A Paley-Wiener theorem for the analytic wave front set (Q1840693)

It is shown that the convex hull of the analytic wave front \(WF_A(u)\) of a hyperfunction \(u\) with compact support in \(\mathbb{R}^n\) can be described by the asymptotic behaviour of the Fourier-Laplace transform \(\widehat u\) of \(u\).
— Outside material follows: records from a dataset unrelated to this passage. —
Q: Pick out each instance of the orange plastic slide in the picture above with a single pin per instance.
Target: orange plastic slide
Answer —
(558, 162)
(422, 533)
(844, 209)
Namely, for any \(\eta\in \mathbb{R}^n\) and \(\xi\in\mathbb{R}^n\setminus \{0\}\), \[ \begin{multlined}\sup\{\langle x,\eta\rangle: (x,\xi)\in WF_A(u)\}= \lim_{\delta\to 0} \varliminf_{t\to 0} \sup_{|\widetilde\xi- \xi|<\delta} i_{\widehat u}(\widetilde\xi+ it\eta)/t=\\ \lim_{t\to 0,\widetilde\xi\to \xi} i_{\widehat u}(\widetilde\xi+ it\eta)/t= \lim_{t\to 0,\widetilde\xi\to \xi,\widetilde\eta\to \eta} i_{\widehat u}(\widetilde\xi+ it\widetilde\eta)/t,\end{multlined} \] where \(i_{\widehat u}\) is the indicator function of \(u\). In addition, it is proved that the convex hull of the support of \(u\) coincides with the union of convex hulls of all sets \(\{x:(x, \xi)\in WF_A(u)\}\), \(\xi\in \mathbb{R}^n\setminus\{0\}\).